Payments to those mobilized in Russia and their families, including compensation in case of injury or death, will amount to 900 billion to 3 trillion rubles over the next six months, Reuters reports citing Dmitry Polevoy, investment director at Loko-Invest.
At the same time, according to analysts, Russia has little ability to cover the budget deficit, since sanctions and counter-sanctions have undermined the ability of foreign investors to invest in domestic ruble bonds, and the Ministry of Finance is already draining the resources of the National Welfare Fund.
Experts interviewed by the agency note that the Russian federal budget for next year has been drafted without taking into account spending on the mobilization and annexation of the regions of Ukraine. The budget also does not take into account the introduction of a price ceiling for Russian hydrocarbons.

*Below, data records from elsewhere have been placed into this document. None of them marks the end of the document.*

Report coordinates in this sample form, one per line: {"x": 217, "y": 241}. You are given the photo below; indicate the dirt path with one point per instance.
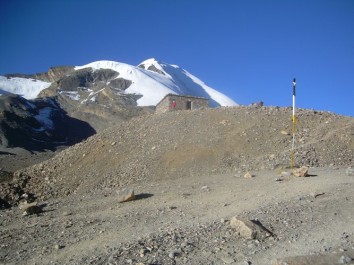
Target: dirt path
{"x": 185, "y": 221}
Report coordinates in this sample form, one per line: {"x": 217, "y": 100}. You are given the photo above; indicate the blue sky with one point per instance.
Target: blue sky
{"x": 248, "y": 49}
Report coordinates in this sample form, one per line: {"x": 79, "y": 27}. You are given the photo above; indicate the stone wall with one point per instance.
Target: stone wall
{"x": 181, "y": 103}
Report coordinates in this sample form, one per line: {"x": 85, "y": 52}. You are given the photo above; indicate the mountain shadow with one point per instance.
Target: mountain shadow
{"x": 38, "y": 125}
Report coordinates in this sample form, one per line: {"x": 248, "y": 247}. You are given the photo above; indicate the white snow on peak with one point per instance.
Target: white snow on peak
{"x": 27, "y": 88}
{"x": 154, "y": 85}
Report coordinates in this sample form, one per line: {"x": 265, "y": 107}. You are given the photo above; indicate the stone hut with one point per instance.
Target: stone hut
{"x": 172, "y": 102}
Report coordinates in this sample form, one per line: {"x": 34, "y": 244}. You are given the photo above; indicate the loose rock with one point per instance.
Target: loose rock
{"x": 301, "y": 172}
{"x": 126, "y": 194}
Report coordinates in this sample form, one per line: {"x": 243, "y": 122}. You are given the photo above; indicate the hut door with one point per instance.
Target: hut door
{"x": 189, "y": 105}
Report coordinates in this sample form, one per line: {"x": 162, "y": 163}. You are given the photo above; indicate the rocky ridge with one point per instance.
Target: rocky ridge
{"x": 184, "y": 144}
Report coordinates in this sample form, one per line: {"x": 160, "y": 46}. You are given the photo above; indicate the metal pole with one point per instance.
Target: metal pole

Due to a slowdown in economic activity and weak imports, Moscow will receive about 1 trillion rubles less per year from value added tax, its main non-energy income, according to a joint study by the RANEPA and the Gaidar Institute.
In particular, the budget includes income from energy resources at the level of 9 trillion rubles. “The [Russian] Ministry of Finance predicts amazing things, for example, that energy revenues will remain the same,” an economist at a Western company told the agency.
As Europe cuts ties with Russia, Moscow risks losing 55% of its oil product exports next year, or more than 80 million tons, according to the government. Gazprom's gas exports in January-October have already decreased by 43% compared to the same period last year.
The Ministry of Finance forecasts non-energy or economic activity-related revenues to be 11.5% of GDP in 2023, about 7% higher than this year and at pre-pandemic levels.